La vaccinazione è un dovere di ogni cittadino responsabile, ma per noi può divenire un obbligo solo attraverso una legge, nel rispetto dell’articolo 32 della Costituzione, e non con un accordo tra le parti sociali. Il governo, i partiti assumano le loro responsabilità senza scaricarle sul sindacato. Un governo che deve darci molte risposte, a partire dal finanziamento del fondo Inps, non più attivo dall’inizio del 2021, per la copertura retributiva e contributiva al lavoratore in quarantena obbligatoria.
Confindustria vuole coinvolgere il sindacato nella responsabilità delle discriminazioni e dei possibili licenziamenti di lavoratori sprovvisti di green pass. Bonomi rimuove la mancata applicazione in tante realtà produttive del protocollo sicurezza, così come le molte violazioni all’avviso comune contro i licenziamenti.

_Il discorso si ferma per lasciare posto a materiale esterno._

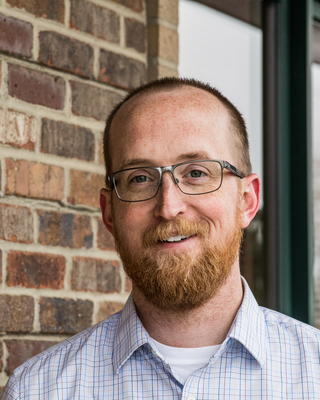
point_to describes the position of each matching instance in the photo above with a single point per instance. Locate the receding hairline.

Tanta fastidiosa supponenza punta a nascondere le responsabilità del padronato: nella prima fase della pandemia, infatti, i padroni hanno ottenuto di lasciare aperte quasi tutte le attività produttive, con le gravi conseguenze che conosciamo. Non dimentichiamo i seimila morti della Val Seriana, la strage nelle Rsa, i tanti decessi per la mancata prevenzione, per una sanità pubblica svalorizzata da decenni in favore del privato. Oggi come allora per “lorsignori” la priorità non è la salute, ma la produzione e l’interesse aziendale. Mai una parola di denuncia a fronte di oltre mille morti sul lavoro, mai niente sul mancato rispetto delle leggi su salute e sicurezza, sullo sfruttamento, il lavoro precario e in nero.
La cultura liberista della Confindustria bonomiana è antisociale, si fonda sull’antipolitica e sul disprezzo del Parlamento. Al centro della sua visione di società ci sono gli interessi corporativi dell’impresa e del mercato; il sindacato e il governo dovrebbero essere al servizio di una Confindustria sempre meno rappresentativa. La Costituzione, per questi “imprenditori coraggiosi”, deve fermarsi ai cancelli dei luoghi di lavoro. Usano ogni mezzo per tentare di delegittimare il sindacato. Al centro c’è sempre lo scontro tra capitale e lavoro che si inasprisce sulla gestione delle ingenti risorse del recovery fund, sulla riforma fiscale, sugli ammortizzatori sociali, sul ruolo dello Stato in economia, sull’idea di Paese e di società.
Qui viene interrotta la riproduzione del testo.